In December, Sao Toméan President Menezes dissolved the National Assembly, announced early legislative election on 3 March and established a government coalition of national unity. Menezes had been pressured by the boycott of majority party Movement for the Liberation of Sao Tomé and Principe (MLSTP) of parliamentary sessions because it was ousted from government after Menezes taking power. 

Menezes and the coalition group known as the MDFM/MPCD hoped Sunday's early elections would produce a victory for the pro-Menezes coalition and thus reassure the President's rights to name a government. The MLSTP hope the voters would repeat their confidence in the party and in this way confirm the party's claim the parliamentary majority could not be excluded from government. The elections however do not seem to have given an answer to the underlying question.

According to preliminary results published yesterday by the National Electoral Commission, it was already sure none of the blocks would gain a majority. The Commission's calculations concluded 23 parliamentary seats would go to the MLSTP and an equal number to the MDFM/MPCD coalition. The nine remaining seats would go to a third party, UE-Kedadji. The probable result of such a parliamentary composition will be the naming of a coalition government between the two blocks, analysts claim.

The MLSTP has already filed a complaint to the Electoral Commission over electoral fraud. The party claims President Menezes had campaigned for the MDFM/MPCD in the village of Folha Fedes on Sunday and demands the votes from that district should be withdrawn from the count. The President however told the Portuguese radio RDP "the Constitution does not hinder the involvement of the President" in the legislative election campaign and that he thus "lamented not having participated in the campaign."

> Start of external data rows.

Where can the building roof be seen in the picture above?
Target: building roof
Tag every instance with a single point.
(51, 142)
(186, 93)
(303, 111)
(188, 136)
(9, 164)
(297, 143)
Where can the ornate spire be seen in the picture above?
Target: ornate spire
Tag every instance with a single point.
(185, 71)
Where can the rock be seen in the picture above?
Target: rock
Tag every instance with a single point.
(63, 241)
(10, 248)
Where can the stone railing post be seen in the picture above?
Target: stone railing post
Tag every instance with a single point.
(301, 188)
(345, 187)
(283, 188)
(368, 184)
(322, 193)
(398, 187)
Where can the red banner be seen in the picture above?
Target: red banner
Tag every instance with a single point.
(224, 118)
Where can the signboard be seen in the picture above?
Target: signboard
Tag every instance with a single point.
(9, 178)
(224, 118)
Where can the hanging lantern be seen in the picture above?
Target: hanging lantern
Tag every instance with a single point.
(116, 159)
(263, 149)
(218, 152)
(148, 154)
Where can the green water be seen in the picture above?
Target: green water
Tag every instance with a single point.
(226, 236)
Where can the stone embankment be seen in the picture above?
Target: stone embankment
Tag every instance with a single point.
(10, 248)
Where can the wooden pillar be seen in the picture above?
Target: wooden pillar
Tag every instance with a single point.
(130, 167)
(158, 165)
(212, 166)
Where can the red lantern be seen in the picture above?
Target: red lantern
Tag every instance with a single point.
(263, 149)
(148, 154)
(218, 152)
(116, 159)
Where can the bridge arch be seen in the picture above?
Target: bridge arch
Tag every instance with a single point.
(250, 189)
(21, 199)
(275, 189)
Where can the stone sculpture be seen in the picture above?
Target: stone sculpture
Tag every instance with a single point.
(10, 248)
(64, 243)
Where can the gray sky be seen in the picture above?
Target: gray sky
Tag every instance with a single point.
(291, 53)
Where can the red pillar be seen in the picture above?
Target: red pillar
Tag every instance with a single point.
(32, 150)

On Thursday, MLSTP leader and Ex-Prime Minister Posser da Costa claimed that the MDFM/MPCD was spending "scandalous" amounts of foreign funds in its electoral campaign. Da Costa was quoted by the Portuguese news agency, Lusa, as saying he feared the MLSTP's traditional supporters could switch their votes "for a simple financial compensation". Lusa quoted MDFM/MPCD leader Patrice Trovoada as saying that money had been distributed to voters "but not to buy votes".

Although the questions raised in the election were of great importance to the constitutional situation of the small island state, voters' participation is reported to have been very low. No numbers have been published so far, but observers registered a low interest among the electorate on Sunday. This is probably due to the recent presidential elections (July 2001) and to the abstract issue behind the elections, mostly seen as a sluggish power struggle within the political elite of the country.